Recorrer su filmografía, la impresionante nómina de títulos que ha
posibilitado, provoca estremecimientos de placer ante tanto talento como supo
reunir cerca, alimentando el suyo con el de los mejores colaboradores, tantas
costuras rotas, tantas barreras superadas, tantas emociones regaladas, tantos
estereotipos abatidos, tanta verdad impresa en cada fotograma: películas
valientes, vanguardistas por su osadía, por su dedo en la llaga, por su llamada
de atención, rompedoras por su puñetazo en plena boca del estómago, por su
realismo, por gritar lo que muchos callaban, por dar voz a los que algunos
quieren tener siempre callados.
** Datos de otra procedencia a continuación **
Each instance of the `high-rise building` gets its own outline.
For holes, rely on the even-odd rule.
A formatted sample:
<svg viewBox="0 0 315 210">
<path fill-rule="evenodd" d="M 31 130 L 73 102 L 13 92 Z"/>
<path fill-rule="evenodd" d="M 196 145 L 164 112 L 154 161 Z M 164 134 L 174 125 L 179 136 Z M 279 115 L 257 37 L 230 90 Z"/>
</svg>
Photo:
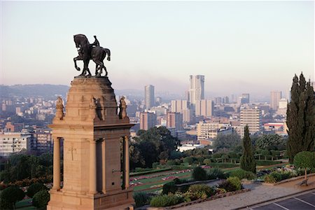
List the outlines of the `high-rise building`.
<svg viewBox="0 0 315 210">
<path fill-rule="evenodd" d="M 189 108 L 189 103 L 186 100 L 172 100 L 171 110 L 172 112 L 182 113 L 183 110 Z"/>
<path fill-rule="evenodd" d="M 32 139 L 32 135 L 29 133 L 1 133 L 0 155 L 10 155 L 13 153 L 20 152 L 22 149 L 31 150 Z"/>
<path fill-rule="evenodd" d="M 254 108 L 241 108 L 241 126 L 248 126 L 249 132 L 252 134 L 260 132 L 262 127 L 261 110 Z"/>
<path fill-rule="evenodd" d="M 241 97 L 245 99 L 244 104 L 249 104 L 249 93 L 242 93 Z"/>
<path fill-rule="evenodd" d="M 154 86 L 152 85 L 146 85 L 144 87 L 144 101 L 146 109 L 150 109 L 154 106 Z"/>
<path fill-rule="evenodd" d="M 196 101 L 196 116 L 211 117 L 214 115 L 214 103 L 212 100 Z"/>
<path fill-rule="evenodd" d="M 195 104 L 196 101 L 204 99 L 204 76 L 190 75 L 189 102 Z"/>
<path fill-rule="evenodd" d="M 222 104 L 222 97 L 215 97 L 214 98 L 214 104 Z"/>
<path fill-rule="evenodd" d="M 150 112 L 140 113 L 140 129 L 148 130 L 155 126 L 156 115 Z"/>
<path fill-rule="evenodd" d="M 175 127 L 176 130 L 183 130 L 183 114 L 178 112 L 168 112 L 167 115 L 167 127 Z"/>
<path fill-rule="evenodd" d="M 281 99 L 281 91 L 272 91 L 270 92 L 270 108 L 273 111 L 276 111 L 279 108 L 279 102 Z"/>
</svg>

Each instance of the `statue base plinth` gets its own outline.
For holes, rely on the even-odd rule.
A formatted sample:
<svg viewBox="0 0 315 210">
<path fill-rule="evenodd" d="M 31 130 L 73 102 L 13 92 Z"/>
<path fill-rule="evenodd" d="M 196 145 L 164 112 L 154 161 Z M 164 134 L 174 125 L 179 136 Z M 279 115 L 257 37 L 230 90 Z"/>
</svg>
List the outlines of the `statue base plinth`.
<svg viewBox="0 0 315 210">
<path fill-rule="evenodd" d="M 134 209 L 132 189 L 122 190 L 118 192 L 97 193 L 95 195 L 79 195 L 50 190 L 50 200 L 47 210 L 59 209 Z"/>
</svg>

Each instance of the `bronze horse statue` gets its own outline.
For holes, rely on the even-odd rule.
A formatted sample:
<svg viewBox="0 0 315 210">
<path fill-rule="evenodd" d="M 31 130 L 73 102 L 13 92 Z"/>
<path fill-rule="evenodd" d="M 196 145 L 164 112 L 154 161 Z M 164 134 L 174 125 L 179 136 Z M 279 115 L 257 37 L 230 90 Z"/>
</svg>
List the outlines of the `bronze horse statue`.
<svg viewBox="0 0 315 210">
<path fill-rule="evenodd" d="M 76 65 L 77 60 L 83 60 L 84 66 L 82 74 L 79 76 L 85 76 L 88 72 L 88 76 L 92 76 L 91 72 L 88 68 L 90 59 L 92 59 L 95 64 L 95 76 L 101 76 L 103 69 L 106 72 L 105 76 L 107 76 L 107 70 L 104 65 L 104 59 L 107 55 L 107 60 L 111 60 L 111 51 L 109 49 L 103 48 L 99 46 L 99 43 L 96 37 L 94 36 L 95 41 L 90 44 L 88 38 L 83 34 L 76 34 L 74 36 L 74 43 L 78 49 L 78 56 L 74 58 L 74 67 L 76 70 L 80 71 L 80 68 Z"/>
</svg>

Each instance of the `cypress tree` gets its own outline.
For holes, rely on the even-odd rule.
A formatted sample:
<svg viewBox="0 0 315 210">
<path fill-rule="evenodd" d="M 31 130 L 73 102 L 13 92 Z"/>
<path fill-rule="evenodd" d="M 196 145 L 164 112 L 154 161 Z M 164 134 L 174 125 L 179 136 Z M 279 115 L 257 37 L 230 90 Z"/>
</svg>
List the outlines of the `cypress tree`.
<svg viewBox="0 0 315 210">
<path fill-rule="evenodd" d="M 240 160 L 241 169 L 256 173 L 256 162 L 253 153 L 251 137 L 249 137 L 248 126 L 245 126 L 243 139 L 243 155 Z"/>
<path fill-rule="evenodd" d="M 291 87 L 291 101 L 288 104 L 286 124 L 288 139 L 287 151 L 289 161 L 301 151 L 314 150 L 315 138 L 315 100 L 311 82 L 305 81 L 301 73 L 300 80 L 296 74 Z"/>
</svg>

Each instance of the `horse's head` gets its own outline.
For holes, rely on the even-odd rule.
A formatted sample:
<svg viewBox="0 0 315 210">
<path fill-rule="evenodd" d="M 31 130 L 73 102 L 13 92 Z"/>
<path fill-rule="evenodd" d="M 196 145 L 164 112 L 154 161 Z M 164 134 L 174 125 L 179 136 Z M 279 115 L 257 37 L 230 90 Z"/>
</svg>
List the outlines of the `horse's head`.
<svg viewBox="0 0 315 210">
<path fill-rule="evenodd" d="M 76 34 L 74 36 L 74 43 L 76 43 L 76 48 L 80 48 L 80 38 L 79 38 L 79 35 L 80 34 Z"/>
</svg>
En nuestros libros (Finales de cine y Madres de
película) no faltan algunos de sus títulos porque en nuestra memoria viva
de espectadores (esa que jamás se cansa de revisar determinadas cintas) siempre
aparece “una de Querejeta” para reconciliarnos con el buen cine; se me
permitirá por tanto la autocita para glosar un poco la figura de este gran
señor al que acabamos de perder, aunque su arte (como ocurre con los grandes)
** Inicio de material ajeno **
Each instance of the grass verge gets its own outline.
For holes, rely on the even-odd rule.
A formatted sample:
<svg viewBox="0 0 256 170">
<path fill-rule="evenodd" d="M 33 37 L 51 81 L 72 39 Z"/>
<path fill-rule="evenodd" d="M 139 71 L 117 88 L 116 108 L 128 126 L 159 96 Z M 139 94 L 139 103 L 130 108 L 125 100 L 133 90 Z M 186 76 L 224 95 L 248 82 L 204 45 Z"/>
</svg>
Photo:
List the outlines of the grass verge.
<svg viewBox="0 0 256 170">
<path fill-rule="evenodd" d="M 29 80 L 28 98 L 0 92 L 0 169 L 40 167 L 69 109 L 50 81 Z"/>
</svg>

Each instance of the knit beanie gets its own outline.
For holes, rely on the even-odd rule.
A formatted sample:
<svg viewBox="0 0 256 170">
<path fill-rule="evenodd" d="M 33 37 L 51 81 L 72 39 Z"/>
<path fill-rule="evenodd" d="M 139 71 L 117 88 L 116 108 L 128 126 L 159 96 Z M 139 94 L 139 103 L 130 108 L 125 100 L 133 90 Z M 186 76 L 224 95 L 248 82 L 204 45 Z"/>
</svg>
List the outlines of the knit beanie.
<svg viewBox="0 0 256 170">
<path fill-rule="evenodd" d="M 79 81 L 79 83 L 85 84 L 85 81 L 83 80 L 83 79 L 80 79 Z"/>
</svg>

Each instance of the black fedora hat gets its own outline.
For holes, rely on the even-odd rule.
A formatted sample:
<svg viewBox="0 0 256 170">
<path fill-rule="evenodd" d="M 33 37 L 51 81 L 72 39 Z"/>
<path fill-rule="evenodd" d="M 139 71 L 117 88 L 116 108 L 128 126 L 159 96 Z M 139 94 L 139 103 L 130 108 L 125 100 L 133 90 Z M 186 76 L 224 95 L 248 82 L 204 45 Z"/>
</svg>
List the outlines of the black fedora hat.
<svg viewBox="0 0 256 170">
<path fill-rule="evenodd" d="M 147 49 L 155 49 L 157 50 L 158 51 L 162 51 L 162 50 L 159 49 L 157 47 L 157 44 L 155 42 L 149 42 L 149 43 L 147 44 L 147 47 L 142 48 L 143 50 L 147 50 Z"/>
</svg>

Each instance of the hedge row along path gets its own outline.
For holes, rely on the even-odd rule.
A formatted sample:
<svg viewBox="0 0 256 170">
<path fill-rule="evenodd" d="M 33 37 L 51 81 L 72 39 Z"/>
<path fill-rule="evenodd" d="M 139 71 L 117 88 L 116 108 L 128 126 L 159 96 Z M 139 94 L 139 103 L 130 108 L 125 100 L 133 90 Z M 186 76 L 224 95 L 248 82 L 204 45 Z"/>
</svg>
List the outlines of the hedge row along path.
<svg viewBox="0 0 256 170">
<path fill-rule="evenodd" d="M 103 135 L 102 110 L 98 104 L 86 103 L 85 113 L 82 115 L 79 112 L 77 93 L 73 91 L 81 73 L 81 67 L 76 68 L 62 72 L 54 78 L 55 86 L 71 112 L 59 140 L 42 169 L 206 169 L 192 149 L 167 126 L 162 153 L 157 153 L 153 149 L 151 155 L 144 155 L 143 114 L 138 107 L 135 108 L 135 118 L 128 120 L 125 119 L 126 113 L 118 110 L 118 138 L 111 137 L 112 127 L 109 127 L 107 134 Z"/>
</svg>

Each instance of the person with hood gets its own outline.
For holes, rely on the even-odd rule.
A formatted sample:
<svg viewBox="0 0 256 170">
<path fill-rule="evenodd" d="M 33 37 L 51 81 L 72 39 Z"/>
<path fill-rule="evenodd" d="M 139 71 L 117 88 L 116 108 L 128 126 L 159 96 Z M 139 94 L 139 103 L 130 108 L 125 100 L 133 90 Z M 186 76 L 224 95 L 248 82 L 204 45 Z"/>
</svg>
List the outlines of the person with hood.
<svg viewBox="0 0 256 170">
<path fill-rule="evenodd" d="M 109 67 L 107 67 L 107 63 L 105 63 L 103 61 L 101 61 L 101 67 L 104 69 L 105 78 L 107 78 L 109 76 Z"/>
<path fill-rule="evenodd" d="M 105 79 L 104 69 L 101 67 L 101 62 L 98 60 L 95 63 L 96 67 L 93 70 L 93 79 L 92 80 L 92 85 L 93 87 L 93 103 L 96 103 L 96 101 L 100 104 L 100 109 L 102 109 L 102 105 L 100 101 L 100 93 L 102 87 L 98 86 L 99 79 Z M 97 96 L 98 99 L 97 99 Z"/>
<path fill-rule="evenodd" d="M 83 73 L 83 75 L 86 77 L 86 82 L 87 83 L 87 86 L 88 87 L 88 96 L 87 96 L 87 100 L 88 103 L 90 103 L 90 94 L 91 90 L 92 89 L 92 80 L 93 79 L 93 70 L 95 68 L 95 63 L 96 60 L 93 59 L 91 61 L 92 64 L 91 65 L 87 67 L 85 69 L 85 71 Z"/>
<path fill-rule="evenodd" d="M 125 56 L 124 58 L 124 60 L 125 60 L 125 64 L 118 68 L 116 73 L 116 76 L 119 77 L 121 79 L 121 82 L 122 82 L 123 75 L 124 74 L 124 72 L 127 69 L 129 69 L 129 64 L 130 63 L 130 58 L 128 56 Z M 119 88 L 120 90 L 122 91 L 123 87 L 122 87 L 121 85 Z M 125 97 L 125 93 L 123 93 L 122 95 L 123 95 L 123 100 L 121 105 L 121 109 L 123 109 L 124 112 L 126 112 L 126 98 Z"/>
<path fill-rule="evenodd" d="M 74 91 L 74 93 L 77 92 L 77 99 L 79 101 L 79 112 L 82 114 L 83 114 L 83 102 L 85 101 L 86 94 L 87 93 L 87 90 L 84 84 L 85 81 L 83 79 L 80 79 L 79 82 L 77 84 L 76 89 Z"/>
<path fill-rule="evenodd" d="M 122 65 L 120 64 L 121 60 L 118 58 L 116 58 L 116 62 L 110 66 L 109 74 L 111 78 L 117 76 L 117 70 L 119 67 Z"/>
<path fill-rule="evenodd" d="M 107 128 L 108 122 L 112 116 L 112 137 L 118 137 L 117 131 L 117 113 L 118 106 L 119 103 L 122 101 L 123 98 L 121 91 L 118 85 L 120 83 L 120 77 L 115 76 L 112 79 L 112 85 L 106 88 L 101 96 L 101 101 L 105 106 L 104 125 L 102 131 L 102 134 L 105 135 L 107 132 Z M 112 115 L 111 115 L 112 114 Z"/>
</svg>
no va a perder ni un ápice de vigencia; aunque, como decía, también en nuestro
último libro aparecen dos de sus filmes, he abierto las páginas de Finales de cine, ya que ahí hablamos más
del resultado global mientras que Madres
de película se centra más en el estudio de personajes, y, cronológicamente,
el viaje comienza en 1973 con una de las obras más maestras y absolutas de
cualquier filmografía: El espíritu de la
colmena.
“(…) Cuando Víctor Erice irrumpió en el cine español de inicios de los
setenta, lo imaginativo, lo sorpresivo, lo evocador, lo inspirador, llegaron
con él; aunque ya había debutado en la dirección al hacerse cargo de uno de los
episodios de Los desafíos (1969), fue
El espíritu de la colmena su
verdadera carta de presentación, el nacimiento de un universo muy personal que,
en realidad, habla de sentimientos y sensaciones que cualquiera conoce y puede
compartir: una ópera prima insólita por su sentido de la medida, su capacidad
de sugerencia, su sencillez expositiva, su aura mágica, su manera de hipnotizar
al que contempla, tratándole como inteligente, sin necesidad de darle todo
masticado y, precisamente por ello, permitiéndole que pueda comportarse como un
crío, intuyendo realidades, inventando certezas, redescubriendo miedos,
haciéndose preguntas, sacando sus propias conclusiones.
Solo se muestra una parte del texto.